Sementara itu potensi wayang tersebut kemudian diberdayakan untuk menumbuhkan minta dan bakat dengan berbagai cara.
1.      Mendekatkan wayang sebagai lingkungan belajarnya. Lingkungan belajar yang dimaksud adalah adalah lingkungan keluarga, sekolah maupun masyarakat. Upaya pendekatan pada lingkungan belajar anak berarti upaya mendekatkan pada budayanya, artinya anak dikembalikan pengolahannya atau pendidikannya pada konteks budayanya. Pada pendidikan keluarga, orang tua memegang peranan yang besar. Oleh karena itu biasanya orang tua yang senang kepada wayang, dengan menyediakan dan sering mendengarkan siaran radio atau kaset wayang, melihat pertunjukan wayang baik pertunjukan langsung maupun pertunjukan melalui audio visual.

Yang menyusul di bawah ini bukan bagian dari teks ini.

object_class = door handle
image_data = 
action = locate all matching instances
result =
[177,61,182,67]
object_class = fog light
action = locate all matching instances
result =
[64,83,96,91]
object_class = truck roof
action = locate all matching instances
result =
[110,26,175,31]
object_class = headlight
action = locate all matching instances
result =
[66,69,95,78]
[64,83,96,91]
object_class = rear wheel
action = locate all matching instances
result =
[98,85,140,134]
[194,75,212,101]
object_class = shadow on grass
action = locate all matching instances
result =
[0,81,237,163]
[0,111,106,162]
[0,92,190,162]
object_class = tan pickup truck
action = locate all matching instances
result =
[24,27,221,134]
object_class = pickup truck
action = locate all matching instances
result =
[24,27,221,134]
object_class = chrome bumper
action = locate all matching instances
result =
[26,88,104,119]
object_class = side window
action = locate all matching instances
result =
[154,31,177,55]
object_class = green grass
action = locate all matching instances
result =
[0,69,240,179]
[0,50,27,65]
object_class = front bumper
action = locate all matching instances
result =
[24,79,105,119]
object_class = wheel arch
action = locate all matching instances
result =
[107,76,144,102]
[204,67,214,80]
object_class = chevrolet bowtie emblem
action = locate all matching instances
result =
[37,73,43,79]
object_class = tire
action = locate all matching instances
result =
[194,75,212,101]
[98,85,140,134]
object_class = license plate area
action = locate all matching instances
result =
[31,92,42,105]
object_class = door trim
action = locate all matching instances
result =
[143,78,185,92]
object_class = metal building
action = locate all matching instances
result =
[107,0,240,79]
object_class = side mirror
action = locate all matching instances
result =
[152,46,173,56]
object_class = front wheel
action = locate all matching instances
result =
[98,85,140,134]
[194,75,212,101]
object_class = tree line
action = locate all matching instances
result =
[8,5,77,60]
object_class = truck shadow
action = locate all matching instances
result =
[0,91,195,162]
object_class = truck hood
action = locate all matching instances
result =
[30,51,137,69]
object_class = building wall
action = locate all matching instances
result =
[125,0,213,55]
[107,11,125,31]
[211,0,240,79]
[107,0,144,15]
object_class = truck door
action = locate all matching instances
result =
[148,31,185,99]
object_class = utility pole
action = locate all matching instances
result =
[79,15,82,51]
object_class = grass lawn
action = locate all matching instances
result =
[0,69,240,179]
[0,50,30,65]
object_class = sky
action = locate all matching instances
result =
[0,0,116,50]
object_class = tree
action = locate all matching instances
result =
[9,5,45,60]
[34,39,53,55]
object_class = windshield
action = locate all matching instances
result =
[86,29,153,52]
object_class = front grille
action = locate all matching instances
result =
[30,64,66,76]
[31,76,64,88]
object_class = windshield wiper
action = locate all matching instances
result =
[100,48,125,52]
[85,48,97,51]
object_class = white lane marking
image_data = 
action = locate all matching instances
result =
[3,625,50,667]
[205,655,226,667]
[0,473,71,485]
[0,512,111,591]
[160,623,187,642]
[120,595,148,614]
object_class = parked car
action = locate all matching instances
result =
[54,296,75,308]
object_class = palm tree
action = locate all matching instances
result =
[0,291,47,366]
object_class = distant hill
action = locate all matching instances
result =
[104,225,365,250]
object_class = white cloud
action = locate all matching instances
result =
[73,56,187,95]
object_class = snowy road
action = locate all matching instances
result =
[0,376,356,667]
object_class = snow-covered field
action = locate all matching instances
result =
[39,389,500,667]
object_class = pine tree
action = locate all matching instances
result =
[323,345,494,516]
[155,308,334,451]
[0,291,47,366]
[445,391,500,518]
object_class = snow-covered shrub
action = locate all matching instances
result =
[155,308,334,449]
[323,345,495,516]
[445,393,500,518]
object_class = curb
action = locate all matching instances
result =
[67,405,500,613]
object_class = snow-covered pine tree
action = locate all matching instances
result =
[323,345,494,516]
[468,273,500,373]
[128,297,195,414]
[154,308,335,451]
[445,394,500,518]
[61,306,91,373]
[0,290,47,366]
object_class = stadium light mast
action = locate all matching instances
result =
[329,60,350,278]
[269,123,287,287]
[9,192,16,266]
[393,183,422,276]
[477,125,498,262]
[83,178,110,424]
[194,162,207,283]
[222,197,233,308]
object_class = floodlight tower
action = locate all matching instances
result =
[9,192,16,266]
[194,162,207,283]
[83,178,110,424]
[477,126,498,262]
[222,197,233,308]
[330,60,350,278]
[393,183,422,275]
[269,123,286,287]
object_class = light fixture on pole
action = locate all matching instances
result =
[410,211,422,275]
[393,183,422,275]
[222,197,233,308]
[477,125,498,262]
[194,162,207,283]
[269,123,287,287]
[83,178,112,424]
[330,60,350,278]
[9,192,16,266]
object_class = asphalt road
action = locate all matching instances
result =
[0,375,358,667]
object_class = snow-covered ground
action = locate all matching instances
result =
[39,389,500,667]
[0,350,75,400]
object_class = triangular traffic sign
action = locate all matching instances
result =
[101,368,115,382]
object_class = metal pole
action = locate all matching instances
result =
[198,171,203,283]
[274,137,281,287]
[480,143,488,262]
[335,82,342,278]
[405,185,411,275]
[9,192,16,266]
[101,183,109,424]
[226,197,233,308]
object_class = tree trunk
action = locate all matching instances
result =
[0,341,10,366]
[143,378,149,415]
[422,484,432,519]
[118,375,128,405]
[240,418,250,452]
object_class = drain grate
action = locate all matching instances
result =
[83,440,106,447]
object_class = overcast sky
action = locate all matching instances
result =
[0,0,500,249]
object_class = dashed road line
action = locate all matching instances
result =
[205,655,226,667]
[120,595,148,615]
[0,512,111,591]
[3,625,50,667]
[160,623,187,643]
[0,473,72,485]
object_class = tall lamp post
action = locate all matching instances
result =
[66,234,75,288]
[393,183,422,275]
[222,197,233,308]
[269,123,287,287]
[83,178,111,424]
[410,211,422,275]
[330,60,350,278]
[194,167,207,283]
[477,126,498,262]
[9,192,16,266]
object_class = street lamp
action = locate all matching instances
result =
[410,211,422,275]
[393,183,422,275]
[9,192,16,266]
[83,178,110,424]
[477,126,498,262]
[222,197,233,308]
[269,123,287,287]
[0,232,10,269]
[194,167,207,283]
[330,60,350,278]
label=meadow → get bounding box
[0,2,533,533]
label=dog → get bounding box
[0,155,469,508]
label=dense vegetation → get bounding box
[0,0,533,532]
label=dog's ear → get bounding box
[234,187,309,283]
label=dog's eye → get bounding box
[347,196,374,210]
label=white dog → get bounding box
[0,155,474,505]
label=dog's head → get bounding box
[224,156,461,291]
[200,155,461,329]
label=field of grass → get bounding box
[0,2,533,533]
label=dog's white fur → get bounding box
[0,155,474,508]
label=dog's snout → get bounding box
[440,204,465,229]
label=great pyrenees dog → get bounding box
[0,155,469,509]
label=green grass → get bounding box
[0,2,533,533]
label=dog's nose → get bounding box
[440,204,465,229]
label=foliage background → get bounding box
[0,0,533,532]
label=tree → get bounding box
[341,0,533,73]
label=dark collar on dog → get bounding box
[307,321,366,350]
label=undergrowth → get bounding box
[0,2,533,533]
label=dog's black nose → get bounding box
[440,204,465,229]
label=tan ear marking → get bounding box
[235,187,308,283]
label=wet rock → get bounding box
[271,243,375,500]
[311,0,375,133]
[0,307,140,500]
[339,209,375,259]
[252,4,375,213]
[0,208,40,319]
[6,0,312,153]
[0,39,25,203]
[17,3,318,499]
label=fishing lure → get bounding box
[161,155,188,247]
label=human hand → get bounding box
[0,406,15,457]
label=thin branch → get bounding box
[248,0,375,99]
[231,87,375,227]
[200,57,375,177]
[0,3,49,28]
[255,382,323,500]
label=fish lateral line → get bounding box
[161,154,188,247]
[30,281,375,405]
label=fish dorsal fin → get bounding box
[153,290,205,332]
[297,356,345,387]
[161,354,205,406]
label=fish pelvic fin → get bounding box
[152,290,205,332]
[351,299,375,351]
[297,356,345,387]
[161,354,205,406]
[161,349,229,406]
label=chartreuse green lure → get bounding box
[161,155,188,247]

Orang tua memajang aneka media bisa berupa gambar tokoh-tokoh wayang, pethilan suatu peristiwa dalam pertunjukan wayang, serta menyediakan aneka buku bacaan cerita wayang.
2.       Melalui pembiasaan budaya juga bisa dilakukan dengan melalui pembiasaan yang diungkapkan melalui ungkapan-ungkapan bahasa, dan sitiran dari ajaran cerita pewayangan yang terungkapkan melalui ungkapan-ungkapan bahasa, dan sitiran dari ajaran cerita pewayangan yang terungkapkan melalui dialog-dialog pembicaraan sehari-hari. Pembiasaan budaya akan lebih baik bila disertai dengan pembiasaan berbahasa Jawa dalam keluarga, terutama pada keluarga yang berbahasa ibu bahasa Jawa.
3.      Dapat dilakukan dengan cara memprioritaskan wayang sebagai hiburan dalam keluarga.
4.      Dapat dilakukan dengan cara mengajarkan secara khusus baik melalui pendidikan formal yang tertuang dalam kurikulum pendidikan formal tingkat dasar maupun menegah, atau pada pendidikan non formal seperti kursus dan sanggar. Pada pendidikan formal mengacu makalah dari Suminto A Sayuti (2005), menggali dan menanamkan kembali wayang sebagai budaya lokal lewat pendidikan dapat dikatakan sebagai gerakan kembali pada basis nilai budaya daerahnya sendiri sebagai bagian upaya membangun identitas bangsa, dan semacam filter dalam menyeleksi pengaruh budaya luar. Pendidikan non formal yang dimaksud seperti misalnya mengikutkan anak kursus nembang, karawitan, pedalangan, dst.